Dans ce court roman inédit proposé par la magnifique petite collection « Un heure lumière » , nous avons un texte, bien soigné, admirablement écrit et nous racontant la mise en abîme d’un homme qui va se retrouver détruit par sa propre invention. Au delà de cette thématique du « savant fou » , c’est une histoire d’amour et de mœurs que nous propose ici l’auteur dans un cadre victorien fort bien à propos, venant renforcer l’atmosphère délétère et de déchéance qui flotte dans cette sinistre demeure. En se faisant côtoyer plusieurs thématiques, histoire de fantôme et de maison hanté, c’est aussi un roman à caractère sociologique où nous est dépeint un société machiste complètement gangrenée par le cadre étriqué de la bienséance et du « quand dira t-on », du moins en apparence. Mais ce roman est avant tout une formidable histoire de possession, doublé d’une histoire d’amour où les personnages vont se retrouver prisonniers non seulement de leurs sentiments mais des remords d’un passé qui leur est impossible d’effacer. Malgré la taille de l’œuvre, les personnages ont une belle consistance et Shepard est parvenu à créer une véritable atmosphère étrange , proche de l’ oppression. Cependant, une question se pose à la lecture de ces 128 pages : Le roman dégagerait-il une telle force s’il avait été traduit différemment ? En effet il nous faut saluer ici le talent de Jean-Daniel Brèque dont on retrouve toute la minutie du choix des mots avec ce style qui lui est propre et que l’on retrouve avec délectations dans sa collection Baskerville, consacrée exclusivement au polar Victorien.Sous sa plume inspirée, le roman se révèle être d’une lecture plus qu’agréable, elle bonifie un texte qui à mon avis demandait un grande subtilité de traduction en regard de la thématique et de l’époque où se situe le roman . Certes, c’est un exercice dont il a grande habitude, toutefois un roman contemporain situé dans le passé avec le style de l’époque , voilà un défit qu’il était difficile à relever et les deux écrivains ont réussi à le relever haut la main et je puis vous assurer que « Les attracteurs de Rose Street » est la meilleur histoire de fantôme que j’ai eu l’occasion de lire depuis fort longtemps.

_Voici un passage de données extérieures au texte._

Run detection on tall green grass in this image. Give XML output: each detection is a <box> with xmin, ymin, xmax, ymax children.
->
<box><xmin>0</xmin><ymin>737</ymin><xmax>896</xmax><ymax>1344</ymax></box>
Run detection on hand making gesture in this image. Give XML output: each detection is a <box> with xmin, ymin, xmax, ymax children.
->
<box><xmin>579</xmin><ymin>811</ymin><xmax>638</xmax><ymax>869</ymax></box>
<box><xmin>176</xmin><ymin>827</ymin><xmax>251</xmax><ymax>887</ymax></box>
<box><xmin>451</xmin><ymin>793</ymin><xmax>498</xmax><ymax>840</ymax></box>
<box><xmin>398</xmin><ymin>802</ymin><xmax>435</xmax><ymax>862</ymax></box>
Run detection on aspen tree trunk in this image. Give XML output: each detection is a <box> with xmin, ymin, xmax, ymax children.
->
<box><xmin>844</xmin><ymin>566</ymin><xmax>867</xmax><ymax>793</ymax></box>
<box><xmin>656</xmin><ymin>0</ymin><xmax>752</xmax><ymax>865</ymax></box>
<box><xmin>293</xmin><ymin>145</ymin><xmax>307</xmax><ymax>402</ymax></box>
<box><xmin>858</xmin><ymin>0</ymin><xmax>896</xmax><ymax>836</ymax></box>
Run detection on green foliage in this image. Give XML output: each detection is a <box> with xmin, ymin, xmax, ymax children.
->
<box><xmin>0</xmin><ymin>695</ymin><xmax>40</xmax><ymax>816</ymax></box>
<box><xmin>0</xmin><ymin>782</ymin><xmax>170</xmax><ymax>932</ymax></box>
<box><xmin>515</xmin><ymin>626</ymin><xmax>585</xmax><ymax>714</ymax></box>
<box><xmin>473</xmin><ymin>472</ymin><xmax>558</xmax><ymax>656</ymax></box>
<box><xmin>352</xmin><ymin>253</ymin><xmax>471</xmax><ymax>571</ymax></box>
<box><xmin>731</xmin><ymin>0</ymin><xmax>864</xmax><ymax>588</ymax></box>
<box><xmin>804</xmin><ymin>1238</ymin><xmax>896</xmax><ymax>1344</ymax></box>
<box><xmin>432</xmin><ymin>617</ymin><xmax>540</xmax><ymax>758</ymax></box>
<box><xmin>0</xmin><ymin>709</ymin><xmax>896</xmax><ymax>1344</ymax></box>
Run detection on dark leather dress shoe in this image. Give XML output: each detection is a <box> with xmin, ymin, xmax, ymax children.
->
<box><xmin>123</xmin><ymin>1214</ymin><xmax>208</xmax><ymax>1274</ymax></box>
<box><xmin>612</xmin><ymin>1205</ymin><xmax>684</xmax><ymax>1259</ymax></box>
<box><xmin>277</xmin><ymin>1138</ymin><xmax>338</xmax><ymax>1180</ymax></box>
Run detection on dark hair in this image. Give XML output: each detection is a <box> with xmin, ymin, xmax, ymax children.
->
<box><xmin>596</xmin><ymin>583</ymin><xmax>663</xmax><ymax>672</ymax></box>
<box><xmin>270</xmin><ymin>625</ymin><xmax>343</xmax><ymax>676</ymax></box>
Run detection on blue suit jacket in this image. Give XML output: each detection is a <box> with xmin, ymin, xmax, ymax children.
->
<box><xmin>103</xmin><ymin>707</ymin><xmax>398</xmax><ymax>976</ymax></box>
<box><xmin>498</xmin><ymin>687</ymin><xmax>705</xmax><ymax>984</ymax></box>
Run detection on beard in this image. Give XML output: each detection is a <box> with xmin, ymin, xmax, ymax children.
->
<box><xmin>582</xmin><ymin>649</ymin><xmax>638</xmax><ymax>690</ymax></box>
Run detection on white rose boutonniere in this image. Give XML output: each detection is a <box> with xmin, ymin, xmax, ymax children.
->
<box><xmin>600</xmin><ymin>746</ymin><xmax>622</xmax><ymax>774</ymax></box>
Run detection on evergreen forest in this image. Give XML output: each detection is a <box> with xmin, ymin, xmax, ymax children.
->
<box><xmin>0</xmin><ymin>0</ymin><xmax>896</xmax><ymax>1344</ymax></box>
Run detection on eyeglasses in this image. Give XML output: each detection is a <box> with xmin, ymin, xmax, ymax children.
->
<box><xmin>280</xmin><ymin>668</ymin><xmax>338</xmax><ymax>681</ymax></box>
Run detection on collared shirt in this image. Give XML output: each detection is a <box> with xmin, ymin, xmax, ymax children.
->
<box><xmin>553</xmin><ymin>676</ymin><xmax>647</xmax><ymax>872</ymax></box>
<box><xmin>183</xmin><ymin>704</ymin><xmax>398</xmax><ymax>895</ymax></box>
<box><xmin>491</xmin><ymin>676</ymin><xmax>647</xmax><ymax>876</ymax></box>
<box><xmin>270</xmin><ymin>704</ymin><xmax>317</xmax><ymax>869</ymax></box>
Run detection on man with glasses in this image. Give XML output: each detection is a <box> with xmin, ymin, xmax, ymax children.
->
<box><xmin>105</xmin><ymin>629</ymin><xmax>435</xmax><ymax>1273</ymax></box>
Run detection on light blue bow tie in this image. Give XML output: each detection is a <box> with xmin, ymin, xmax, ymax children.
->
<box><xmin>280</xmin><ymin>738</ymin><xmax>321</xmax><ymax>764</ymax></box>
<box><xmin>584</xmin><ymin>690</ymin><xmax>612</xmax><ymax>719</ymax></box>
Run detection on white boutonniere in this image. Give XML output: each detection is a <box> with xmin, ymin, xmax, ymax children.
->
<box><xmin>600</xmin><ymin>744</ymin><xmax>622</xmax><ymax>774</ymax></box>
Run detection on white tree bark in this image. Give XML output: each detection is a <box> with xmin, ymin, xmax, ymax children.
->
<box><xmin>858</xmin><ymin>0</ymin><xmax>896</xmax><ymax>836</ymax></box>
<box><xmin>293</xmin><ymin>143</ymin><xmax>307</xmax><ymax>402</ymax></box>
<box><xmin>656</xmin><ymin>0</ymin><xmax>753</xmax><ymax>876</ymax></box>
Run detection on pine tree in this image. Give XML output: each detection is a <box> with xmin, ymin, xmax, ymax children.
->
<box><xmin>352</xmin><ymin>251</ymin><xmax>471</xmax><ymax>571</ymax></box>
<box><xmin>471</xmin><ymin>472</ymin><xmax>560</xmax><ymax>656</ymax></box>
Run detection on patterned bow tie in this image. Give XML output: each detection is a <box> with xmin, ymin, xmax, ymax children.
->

Sous une magnifique couverture d’Aurélien Police, voilà un petit roman dont le prix ridicule ne grévera pas votre budget et qui marquera certainement votre esprit de lecteur féru d’histoires de fantômes.

« Les attracteurs de Rose Street » de Lucius Shepard, Éditions Le Bélial collection « Une heure lumière » N° 15. Couverture d’Aurélien Police.